Mantendo a quarentena, ela tem se esforçado para manter sua atenção no momento presente, procurando não criar muitas expectativas com o que virá. “Além disso, tenho feito conexões com pessoas com quem já queria trabalhar há algum tempo, mas não fazia, pela distância, pelo tempo ou pela timidez. Estou aprendendo a me apropriar do virtual como um espaço onde posso expor, propor e engrenar meus projetos autorais. Trabalho muito, mas também encontro prazer na quietude e na beleza do cotidiano”.
Anna comenta ainda sobre os planos profissionais que aguardam definições pós pandemia. “No audiovisual, tem o longa-metragem “”O Pastor e o Guerrilheiro, do cineasta José Eduardo Belmonte. O filme tem no elenco nomes como Cássia Kis, Johnny Massaro e Júlia Dalavia, gravamos no início deste ano, e a previsão de estreia é para 2021”, diz. “Tenho também um curta-metragem, que vou dirigir, “Meu Outro Nome é Luiza”, que flerta com o limite entre verdade e ficção, onde a verdade, subjetiva, talvez, nada mais seja do que uma construção, uma projeção de nós mesmos. É um documentário ficcional sobre uma diretora que se encanta pelo objeto de investigação: uma vedete libertária que luta para sobreviver na metrópole. Tenho usado meu tempo também para fazer conexões pra projeções no campo do teatro. Acho que devo estar escrevendo uns cinco projetos”.

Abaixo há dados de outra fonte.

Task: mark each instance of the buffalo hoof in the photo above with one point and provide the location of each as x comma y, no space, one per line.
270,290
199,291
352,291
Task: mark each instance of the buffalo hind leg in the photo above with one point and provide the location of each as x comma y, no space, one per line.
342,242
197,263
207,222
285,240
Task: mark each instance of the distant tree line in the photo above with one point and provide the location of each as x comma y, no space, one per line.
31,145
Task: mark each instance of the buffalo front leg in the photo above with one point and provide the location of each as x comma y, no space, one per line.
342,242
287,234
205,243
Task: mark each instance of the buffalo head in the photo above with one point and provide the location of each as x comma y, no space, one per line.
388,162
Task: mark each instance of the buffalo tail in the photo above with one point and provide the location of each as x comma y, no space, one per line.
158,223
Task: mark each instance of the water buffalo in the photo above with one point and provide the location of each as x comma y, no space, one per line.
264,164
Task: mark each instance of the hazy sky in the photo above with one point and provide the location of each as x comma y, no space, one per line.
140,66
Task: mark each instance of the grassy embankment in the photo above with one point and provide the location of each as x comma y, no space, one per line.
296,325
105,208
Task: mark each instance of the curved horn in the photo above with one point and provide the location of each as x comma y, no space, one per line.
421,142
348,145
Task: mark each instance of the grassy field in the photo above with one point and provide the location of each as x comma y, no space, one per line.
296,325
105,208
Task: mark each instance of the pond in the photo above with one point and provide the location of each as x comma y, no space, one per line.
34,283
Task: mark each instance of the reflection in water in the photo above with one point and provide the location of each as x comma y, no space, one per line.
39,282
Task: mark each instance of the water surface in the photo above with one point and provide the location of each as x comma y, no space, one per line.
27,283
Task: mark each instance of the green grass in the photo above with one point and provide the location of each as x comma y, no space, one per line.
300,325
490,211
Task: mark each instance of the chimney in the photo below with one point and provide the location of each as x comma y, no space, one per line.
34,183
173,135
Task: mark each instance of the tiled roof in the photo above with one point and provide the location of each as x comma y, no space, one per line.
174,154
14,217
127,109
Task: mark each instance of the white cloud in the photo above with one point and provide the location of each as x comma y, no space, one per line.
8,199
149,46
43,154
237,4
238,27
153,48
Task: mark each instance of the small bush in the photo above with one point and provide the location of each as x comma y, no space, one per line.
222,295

A atriz divide também que tem passado a quarentena sem companhia. “Não estou namorando. Mas sinto falta de contato em geral. Acho que quando abraçar profundamente meus amigos outra vez vou chorar ou gargalhar de alegria. A verdade é que gosto bastante do meu espaço e da minha liberdade. Ficar sozinha é essencial para mim. Se tivesse namorando acho que ia me sentir mais trancada ainda! (risos). Gosto de namorar em casa separada por enquanto”, revela.
Se te pedissem para falar sobre você hoje, o que diria? “Nos movemos para um mundo onde o imaterial e a comunicação são mais importantes do que nunca. Me sinto positiva de acreditar em um mundo onde o devido valor para as ideias e para as conexões humanas são os valores mais altos e possíveis”.